From: Elliott Mitchell <ehem+freebsd_at_m5p.com>
Date: Mon, 28 Nov 2022 20:27:35 UTC
As part of trying to get a project into FreeBSD yet another issue showed
up.  There has been a push to get this functioning on top of INTRNG.
This should be doable, but a problem arose.  Due to this being a very
dynamic PIC (hotplug PICs may be difficult in hardware, they're easy in
software) it seems best to register interrupts during allocation and then
fully release them during release.

Problem is the call sequence:
intr_isrc_deregister() -> (for non-IPI interrupts)
        isrc_release_counters() ->
                panic("%s: not implemented", __func__)

The inverse of isrc_release_counters() is isrc_setup_counters().  These
two are for setup/teardown of the "intrnames" and "intrcnt" arrays.
Initially I was thinking "intrnames" and "intrcnt" were likely to be
deeply intertwined into the FreeBSD kernel, they've been around since the
mid-1990s.  Yet upon examination, only two places use these two global
variables.  First, they are used by watchdog_fire() for reporting
interrupts in case it triggers.  Second, the functions sysctl_intrnames()
and sysctl_intrcnt() use them for their sysctls (which are then used by
`vmstat -i`).

That is a *really* short list of uses.  With the default parameters the
"intrnames" array will tend to be roughly ~2MB and "intrcnt" would be
roughly 128KB.  That isn't huge, but an average system is only going to
use perhaps 15% of that.

The only benefit I see of having "intrnames" and "intrcnt" is they make
those 2 sections of source code simpler.  Yet by consuming noticeable
amounts of memory, they make other sections slower. If they saw heavy
usage this might be worthwhile, but I doubt they see enough for that to
justify their existence.

In light of this I've created D36610 for their removal.  Portions of my
initial implementation are likely to be rejected, but I like the idea.
Notably this has a net removal of almost 100 lines of source code per
architecture.  THAT seems the characteristic of something whose time has
passed.


One spot likely to be rejected is the watchdog_fire() replacement
implementation.  I had been thinking the architecture interrupt tables
were a good source of replacement data, but I'm now doubtful of this.  In
particular the functionality proposed in D36609 doesn't seem quite right.
I now suspect it may be better to add a function to sys/kern/kern_intr.c
for reporting this, but I'm unsure what to name it.
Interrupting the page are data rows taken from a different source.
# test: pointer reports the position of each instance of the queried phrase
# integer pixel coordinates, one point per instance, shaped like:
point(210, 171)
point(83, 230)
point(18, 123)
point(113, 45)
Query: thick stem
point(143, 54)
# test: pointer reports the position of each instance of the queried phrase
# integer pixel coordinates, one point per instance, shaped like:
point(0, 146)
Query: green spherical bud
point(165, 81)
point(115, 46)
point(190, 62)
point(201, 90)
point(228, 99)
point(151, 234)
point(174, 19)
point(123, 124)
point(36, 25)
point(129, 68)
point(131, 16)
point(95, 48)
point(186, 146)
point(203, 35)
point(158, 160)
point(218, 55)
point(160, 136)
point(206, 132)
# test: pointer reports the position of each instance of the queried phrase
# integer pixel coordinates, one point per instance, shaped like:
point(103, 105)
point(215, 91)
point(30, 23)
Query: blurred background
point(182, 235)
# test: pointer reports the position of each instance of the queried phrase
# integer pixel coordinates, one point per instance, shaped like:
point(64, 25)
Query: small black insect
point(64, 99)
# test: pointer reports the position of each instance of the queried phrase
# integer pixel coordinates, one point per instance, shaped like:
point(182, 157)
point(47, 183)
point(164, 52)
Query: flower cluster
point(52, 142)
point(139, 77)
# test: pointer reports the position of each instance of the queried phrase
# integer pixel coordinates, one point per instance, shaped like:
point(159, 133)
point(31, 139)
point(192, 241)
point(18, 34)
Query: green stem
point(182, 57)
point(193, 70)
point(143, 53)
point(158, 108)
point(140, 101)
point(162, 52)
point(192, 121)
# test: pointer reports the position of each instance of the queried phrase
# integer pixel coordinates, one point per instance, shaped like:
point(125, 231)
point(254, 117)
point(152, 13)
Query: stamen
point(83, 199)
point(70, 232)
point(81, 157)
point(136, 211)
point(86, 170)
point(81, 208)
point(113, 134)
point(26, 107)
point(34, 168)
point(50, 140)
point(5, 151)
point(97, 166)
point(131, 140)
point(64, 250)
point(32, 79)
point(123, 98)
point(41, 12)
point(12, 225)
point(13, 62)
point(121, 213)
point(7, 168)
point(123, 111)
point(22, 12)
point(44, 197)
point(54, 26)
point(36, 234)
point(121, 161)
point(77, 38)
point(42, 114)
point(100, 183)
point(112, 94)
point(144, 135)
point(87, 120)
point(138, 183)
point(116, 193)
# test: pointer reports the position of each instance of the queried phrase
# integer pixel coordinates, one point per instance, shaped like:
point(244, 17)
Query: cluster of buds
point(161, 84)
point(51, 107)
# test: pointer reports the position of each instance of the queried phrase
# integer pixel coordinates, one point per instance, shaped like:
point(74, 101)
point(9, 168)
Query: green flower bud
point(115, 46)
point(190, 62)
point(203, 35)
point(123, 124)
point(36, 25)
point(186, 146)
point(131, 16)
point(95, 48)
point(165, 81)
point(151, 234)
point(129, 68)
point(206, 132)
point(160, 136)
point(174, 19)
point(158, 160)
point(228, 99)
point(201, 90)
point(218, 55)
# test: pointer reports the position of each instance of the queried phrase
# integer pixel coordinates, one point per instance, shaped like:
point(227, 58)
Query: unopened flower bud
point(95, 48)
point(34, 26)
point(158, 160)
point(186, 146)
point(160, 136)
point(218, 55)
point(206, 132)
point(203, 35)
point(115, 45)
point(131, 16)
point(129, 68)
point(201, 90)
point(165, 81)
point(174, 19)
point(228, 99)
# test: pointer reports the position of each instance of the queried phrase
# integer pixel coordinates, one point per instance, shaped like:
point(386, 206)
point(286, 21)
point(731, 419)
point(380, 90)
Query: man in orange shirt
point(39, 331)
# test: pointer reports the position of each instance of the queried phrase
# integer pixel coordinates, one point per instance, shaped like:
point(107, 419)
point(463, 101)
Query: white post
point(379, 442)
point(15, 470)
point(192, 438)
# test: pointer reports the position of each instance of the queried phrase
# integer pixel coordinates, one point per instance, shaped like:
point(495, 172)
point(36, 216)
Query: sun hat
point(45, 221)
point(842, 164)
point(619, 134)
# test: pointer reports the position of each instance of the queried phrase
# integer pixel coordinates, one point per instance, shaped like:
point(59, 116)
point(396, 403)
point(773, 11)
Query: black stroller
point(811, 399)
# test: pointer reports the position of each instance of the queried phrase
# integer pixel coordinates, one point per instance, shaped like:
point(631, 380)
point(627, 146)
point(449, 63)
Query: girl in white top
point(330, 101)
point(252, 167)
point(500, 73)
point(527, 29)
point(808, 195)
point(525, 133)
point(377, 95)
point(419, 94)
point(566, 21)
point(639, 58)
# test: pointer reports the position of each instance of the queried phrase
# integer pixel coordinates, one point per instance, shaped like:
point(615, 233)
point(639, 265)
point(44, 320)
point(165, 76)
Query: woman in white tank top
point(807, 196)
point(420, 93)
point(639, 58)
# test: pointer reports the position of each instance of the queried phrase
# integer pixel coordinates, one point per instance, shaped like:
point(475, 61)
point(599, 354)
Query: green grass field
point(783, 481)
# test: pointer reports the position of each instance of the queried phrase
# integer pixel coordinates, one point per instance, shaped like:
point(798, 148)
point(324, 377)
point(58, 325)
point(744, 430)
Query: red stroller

The other spot is the "hw.intrnames" and "hw.intrcnt" sysctl()s really
need work.  Much of removed duplicated source code from the architectures
appears to be directed towards maintaining compatibility with the
existing sysctl()s.  The difficult reimplementation also suggests these
need a careful reimplementation.  Their behavior hints at their long
history, but their behavior is also rather poor for real use.

I suggest there really should instead be a "hw.interrupts" sysctl() which
provides the interrupt name, counter and stray count as triplets.  This
would ensure consistency between the two, avoiding the potential for an
interrupt being added or removed between reading "hw.intrnames" and
"hw.intrcnt".


The format of the "hw.intrnames" speaks to its history.  At some point
pre-2003 it\0was\0a\0NUL\0separated\0list\0of\0strings.  When interrupt
names became changeable packing the strings became a problem.  As such
they were padded with spaces which allowed the old approach of finding
the next interrupt name using `strlen()` to continue working, even though
the entries were actually fixed-length.

Problem is, since 2003 `vmstat -i` has never been updated to work with
the current situation.  As such, trying to figure out the whys behind
everything has been difficult.  Then there was at least one lurking bug
just to make things more interesting.